I remember it being rather gruesome in parts, so it's not for the weak of heart.


----------



## Ankari (Nov 25, 2013)

So I picked up one of his books on writing instead. I must say, I'm rather impressed. I've read the first chapter and mentally chuckled between each page. The guy would break the heart of anyone ahderong to the notion of "rules of writing".

Oddly, I also felt he would break the hearts of anyone championing the insistence of a diverse cast if the story didn't call for it. He calls such constrictions, or forced parameters, "aesthetic arthritis".


----------



## Philip Overby (Nov 25, 2013)

Which book did you get, Ankari?

I agree, that Gardener isn't for the thin-skinned type of writer. He breaks truth over your head in ways some may not want to deal with.

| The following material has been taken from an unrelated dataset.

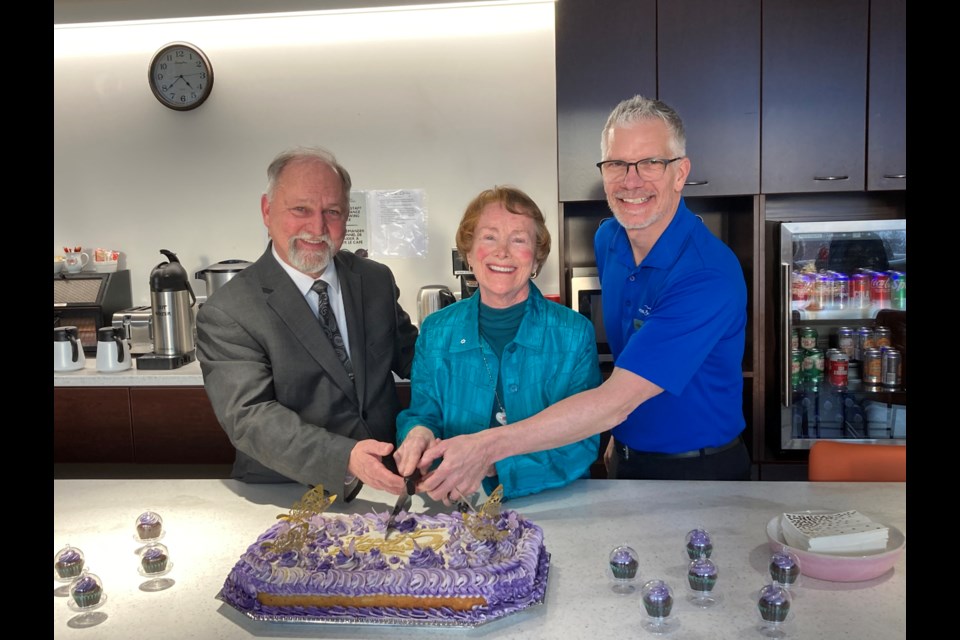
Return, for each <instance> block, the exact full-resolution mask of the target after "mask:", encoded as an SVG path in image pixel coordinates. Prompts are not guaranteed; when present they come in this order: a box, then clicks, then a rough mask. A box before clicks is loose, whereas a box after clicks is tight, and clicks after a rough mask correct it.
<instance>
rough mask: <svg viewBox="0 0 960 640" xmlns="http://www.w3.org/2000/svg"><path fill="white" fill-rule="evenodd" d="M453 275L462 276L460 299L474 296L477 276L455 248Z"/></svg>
mask: <svg viewBox="0 0 960 640" xmlns="http://www.w3.org/2000/svg"><path fill="white" fill-rule="evenodd" d="M453 275H455V276H457V277H458V278H460V299H461V300H466V299H467V298H469V297H470V296H472V295H473V294H474V293H475V292H476V290H477V287H479V286H480V285H478V284H477V277H476V276H475V275H473V272H472V271H470V266H469V265H468V264H467V263H466V261H465V260H464V259H463V258H462V257H460V252H459V251H457V250H456V249H454V250H453Z"/></svg>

For me, I can tell when someone is including a diverse cast just to satisfy as wide of a readership as possible and when someone is doing it to fit into their personal story. I would hope most would include a diverse cast because they want to.


----------



## Ankari (Nov 25, 2013)

The Art of Fiction


----------



## Philip Overby (Nov 25, 2013)

I haven't read that one. I'll have to check it out sometime. I recommend On Becoming a Novelist as well.


----------



## Stevenmlong (Nov 25, 2013)

_Grendel_ is a great book, and Gardner's books on writing are quite good, too (though I haven't read them in a long time). I remember reading about Gardner going into his to-be agent's office with boxes of manuscripts free-handed on yellow paper. A very different time.


----------